X_train = pd.read_csv("../data/train.csv", sep=";")
target = X_train['FORCE_2020_LITHOFACIES_LITHOLOGY']
X_train = X_train.drop(['FORCE_2020_LITHOFACIES_LITHOLOGY', 'FORCE_2020_LITHOFACIES_CONFIDENCE'], axis=1)

X_test = pd.read_csv("../data/test.csv", sep=";")
y_test = pd.read_csv("../data/test_targets.csv", sep=";")['FORCE_2020_LITHOFACIES_LITHOLOGY']
y_test = y_test.map(lithology_keys)

hidden_X_test = pd.read_csv("../data/hidden_test.csv", sep=";")
hidden_y_test = hidden_X_test['FORCE_2020_LITHOFACIES_LITHOLOGY']
hidden_y_test = hidden_y_test.map(lithology_keys)

## 1. Training

In [4]:
# training the custom model by calling the training script

train_model(X_train, target)



step 1: Data Transformation Complete!



Parameters: { "n_estimators" } are not used.




step 2: Model Trained!






step 3: Model & Transformer have been logged!

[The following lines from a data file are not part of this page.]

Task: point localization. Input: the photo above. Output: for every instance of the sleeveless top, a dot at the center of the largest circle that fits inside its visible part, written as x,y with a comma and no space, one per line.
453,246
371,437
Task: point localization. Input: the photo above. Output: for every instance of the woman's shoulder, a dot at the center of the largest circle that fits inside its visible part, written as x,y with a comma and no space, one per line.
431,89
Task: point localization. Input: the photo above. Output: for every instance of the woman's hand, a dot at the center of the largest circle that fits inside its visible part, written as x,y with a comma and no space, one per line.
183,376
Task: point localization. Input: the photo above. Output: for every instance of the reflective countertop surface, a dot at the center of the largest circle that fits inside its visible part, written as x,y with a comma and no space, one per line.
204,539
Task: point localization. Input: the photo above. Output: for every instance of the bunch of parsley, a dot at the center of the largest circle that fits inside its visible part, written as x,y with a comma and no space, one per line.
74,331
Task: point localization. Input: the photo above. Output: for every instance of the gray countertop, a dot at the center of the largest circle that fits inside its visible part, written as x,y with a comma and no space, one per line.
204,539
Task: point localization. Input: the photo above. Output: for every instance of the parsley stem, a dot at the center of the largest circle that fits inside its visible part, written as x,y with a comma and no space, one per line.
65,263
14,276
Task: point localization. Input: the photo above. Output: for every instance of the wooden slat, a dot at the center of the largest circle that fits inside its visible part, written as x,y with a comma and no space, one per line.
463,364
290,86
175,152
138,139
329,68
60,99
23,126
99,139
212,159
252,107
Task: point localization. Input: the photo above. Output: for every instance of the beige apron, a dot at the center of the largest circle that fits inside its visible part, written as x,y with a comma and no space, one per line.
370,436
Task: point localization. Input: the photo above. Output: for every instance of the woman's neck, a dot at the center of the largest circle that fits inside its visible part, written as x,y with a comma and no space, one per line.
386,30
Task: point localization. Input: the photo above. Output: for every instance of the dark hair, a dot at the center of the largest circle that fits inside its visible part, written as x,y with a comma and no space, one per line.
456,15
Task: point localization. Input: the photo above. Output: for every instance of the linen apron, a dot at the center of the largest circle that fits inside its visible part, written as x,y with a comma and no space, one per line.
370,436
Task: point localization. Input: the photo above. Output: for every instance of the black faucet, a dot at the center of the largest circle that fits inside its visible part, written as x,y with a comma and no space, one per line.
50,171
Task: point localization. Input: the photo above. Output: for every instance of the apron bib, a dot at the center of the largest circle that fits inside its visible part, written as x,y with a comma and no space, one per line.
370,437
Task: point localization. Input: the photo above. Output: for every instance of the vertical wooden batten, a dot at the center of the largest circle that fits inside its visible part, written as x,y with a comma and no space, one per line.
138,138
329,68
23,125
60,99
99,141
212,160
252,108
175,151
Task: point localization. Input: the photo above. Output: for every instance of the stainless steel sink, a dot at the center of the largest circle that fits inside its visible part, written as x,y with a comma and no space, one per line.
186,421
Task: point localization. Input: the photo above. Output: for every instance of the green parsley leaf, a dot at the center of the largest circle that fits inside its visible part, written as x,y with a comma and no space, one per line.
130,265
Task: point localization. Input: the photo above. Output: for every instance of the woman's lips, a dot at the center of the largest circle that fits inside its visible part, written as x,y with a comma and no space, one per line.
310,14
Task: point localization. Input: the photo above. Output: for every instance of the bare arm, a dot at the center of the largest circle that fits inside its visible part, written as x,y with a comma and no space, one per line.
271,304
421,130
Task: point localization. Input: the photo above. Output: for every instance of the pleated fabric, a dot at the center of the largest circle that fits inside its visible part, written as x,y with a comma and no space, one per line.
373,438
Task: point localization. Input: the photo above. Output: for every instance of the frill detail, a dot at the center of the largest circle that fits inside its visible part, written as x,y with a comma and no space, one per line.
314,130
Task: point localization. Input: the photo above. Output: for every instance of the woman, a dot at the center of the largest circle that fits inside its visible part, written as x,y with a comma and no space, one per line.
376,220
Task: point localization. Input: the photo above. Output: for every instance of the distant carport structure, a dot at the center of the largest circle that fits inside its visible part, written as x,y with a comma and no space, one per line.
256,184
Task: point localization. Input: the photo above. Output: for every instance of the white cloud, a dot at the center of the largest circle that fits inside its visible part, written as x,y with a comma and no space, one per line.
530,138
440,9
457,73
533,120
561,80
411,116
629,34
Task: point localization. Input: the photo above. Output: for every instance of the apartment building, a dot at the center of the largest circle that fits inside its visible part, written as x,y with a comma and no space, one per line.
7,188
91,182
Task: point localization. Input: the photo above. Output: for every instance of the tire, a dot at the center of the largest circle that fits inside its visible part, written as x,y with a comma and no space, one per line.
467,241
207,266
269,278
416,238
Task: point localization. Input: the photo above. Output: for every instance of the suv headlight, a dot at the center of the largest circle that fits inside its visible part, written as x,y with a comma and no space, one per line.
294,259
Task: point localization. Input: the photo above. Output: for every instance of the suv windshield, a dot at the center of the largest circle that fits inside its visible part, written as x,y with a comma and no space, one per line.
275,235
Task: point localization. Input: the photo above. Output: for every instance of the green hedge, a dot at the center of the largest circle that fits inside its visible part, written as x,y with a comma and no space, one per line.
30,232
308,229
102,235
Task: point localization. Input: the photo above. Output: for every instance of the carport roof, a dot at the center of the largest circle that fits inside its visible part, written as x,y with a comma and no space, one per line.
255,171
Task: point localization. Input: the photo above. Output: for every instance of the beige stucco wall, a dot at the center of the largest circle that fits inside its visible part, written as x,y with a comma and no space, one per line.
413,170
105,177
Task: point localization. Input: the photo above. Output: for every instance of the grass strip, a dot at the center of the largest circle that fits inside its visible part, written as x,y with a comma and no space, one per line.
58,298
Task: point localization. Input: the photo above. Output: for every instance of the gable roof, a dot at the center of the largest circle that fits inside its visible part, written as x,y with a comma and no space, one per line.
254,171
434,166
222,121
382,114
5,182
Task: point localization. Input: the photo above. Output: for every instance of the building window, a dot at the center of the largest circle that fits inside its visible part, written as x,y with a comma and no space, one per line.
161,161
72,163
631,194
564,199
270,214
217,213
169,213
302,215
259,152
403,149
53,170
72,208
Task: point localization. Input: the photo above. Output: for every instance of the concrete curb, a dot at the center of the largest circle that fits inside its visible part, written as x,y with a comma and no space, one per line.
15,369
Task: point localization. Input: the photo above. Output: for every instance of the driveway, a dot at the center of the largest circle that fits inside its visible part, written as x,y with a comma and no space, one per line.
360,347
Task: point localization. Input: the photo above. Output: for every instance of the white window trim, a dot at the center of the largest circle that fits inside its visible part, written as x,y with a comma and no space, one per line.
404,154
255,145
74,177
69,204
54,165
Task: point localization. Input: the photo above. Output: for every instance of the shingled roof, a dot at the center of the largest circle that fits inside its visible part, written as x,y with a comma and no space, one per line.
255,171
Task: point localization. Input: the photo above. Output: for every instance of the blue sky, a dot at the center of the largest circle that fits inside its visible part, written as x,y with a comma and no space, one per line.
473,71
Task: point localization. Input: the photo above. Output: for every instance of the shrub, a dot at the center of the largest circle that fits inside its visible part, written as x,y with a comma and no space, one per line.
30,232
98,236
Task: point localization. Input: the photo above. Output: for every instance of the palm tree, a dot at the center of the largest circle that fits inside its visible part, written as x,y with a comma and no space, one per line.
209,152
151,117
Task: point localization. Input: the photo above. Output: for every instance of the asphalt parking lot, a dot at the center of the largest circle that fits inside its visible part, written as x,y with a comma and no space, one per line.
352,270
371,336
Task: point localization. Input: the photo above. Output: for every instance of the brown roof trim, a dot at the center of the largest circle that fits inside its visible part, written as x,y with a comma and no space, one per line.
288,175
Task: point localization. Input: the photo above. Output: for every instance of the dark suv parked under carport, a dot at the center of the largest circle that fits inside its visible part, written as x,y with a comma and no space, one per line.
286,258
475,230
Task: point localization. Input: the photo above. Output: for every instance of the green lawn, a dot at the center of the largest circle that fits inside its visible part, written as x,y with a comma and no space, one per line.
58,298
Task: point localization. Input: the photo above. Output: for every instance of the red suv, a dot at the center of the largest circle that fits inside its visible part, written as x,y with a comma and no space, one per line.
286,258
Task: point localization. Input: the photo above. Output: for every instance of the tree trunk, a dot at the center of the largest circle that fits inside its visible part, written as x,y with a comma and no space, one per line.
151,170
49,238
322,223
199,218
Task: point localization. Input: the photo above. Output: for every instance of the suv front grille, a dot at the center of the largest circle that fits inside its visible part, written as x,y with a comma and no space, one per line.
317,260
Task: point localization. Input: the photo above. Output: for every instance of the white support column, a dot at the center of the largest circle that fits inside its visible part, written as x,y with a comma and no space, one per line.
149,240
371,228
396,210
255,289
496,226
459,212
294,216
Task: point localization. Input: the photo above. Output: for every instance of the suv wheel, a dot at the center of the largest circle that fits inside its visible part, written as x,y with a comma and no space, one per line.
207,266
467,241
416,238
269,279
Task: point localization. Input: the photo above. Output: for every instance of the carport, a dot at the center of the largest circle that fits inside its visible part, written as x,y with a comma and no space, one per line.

step 4: Custom model logged!


## 2. Evaluation 

**Remember that both test sets have different lithology distributions, so its expected that model performance will be lower, but how much lower?**

In [5]:
# loading the custom mlflow model

run_id = "0ba34f33b03f477bb557bbcfd293609d" # mlflow run_id
custom_model = mlflow.pyfunc.load_model(f"runs:/{run_id}/lithology_classifier")

In [6]:
# helper function for model evaluation

def evaluate_model_performance(train, target, custom_model=custom_model):
    y_pred = custom_model.predict(train)

    score_ = score(target, y_pred)
    f1score = f1_score(target, y_pred, average="weighted")

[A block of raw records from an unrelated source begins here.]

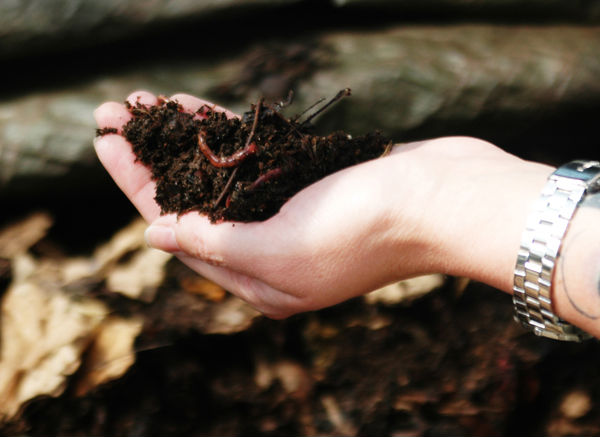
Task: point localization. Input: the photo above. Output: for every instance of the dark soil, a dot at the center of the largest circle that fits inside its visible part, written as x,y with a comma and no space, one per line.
258,161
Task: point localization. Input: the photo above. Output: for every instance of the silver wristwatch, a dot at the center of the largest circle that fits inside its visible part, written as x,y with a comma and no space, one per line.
540,245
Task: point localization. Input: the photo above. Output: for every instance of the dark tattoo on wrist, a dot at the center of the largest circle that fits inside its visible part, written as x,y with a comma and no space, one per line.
591,201
564,259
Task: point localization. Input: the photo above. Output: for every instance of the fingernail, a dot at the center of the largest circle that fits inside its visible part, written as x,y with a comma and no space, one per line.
161,237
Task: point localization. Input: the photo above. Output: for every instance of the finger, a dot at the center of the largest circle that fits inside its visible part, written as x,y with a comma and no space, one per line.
112,115
192,104
133,178
241,246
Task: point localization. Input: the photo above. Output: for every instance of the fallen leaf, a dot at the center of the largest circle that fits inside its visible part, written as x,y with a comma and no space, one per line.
111,353
203,287
140,277
44,333
18,237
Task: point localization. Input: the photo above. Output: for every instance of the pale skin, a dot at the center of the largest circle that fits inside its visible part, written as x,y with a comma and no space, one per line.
454,205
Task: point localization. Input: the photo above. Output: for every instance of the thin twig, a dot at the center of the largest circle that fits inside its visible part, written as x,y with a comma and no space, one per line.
226,188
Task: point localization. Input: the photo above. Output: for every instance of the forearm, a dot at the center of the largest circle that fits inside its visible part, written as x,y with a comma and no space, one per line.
576,291
485,247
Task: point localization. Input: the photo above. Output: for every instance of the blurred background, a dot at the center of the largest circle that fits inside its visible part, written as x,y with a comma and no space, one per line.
101,335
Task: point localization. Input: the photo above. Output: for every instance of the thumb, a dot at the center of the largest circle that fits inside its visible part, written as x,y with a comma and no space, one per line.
161,235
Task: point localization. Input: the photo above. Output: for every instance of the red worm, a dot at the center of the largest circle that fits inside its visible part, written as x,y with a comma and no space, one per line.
267,176
225,161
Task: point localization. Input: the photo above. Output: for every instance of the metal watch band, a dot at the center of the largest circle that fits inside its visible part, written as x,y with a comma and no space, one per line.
540,244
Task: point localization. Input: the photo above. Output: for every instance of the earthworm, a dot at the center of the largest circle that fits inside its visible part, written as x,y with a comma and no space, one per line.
225,161
267,176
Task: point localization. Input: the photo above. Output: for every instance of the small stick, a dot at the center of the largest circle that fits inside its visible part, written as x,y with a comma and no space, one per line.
343,93
247,146
225,161
226,188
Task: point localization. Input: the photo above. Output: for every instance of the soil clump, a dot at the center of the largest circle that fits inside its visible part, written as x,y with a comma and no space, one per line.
238,169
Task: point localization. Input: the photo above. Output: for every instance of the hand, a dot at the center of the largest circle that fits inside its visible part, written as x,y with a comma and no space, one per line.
450,205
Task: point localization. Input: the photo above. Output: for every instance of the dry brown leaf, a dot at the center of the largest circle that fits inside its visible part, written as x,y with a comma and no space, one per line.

    print(f"Custom score: {score_:.4f}")
    print(f"f1-score: {f1score:.1%}")

### a. Train set

In [7]:
evaluate_model_performance(X_train, target.map(lithology_keys).values)

Custom score: -0.2969
f1-score: 88.3%


### b. Test set 1

In [8]:
evaluate_model_performance(X_test, y_test)

Custom score: -0.5375
f1-score: 77.5%


### c. Test set 2

In [9]:
evaluate_model_performance(hidden_X_test, hidden_y_test)

Custom score: -0.4627
f1-score: 80.0%


As expected, the model performs better on the train set, and poorer on both test sets. On average, there is a ~7.2% f1-score, and -0.16 custom score difference between all data sets.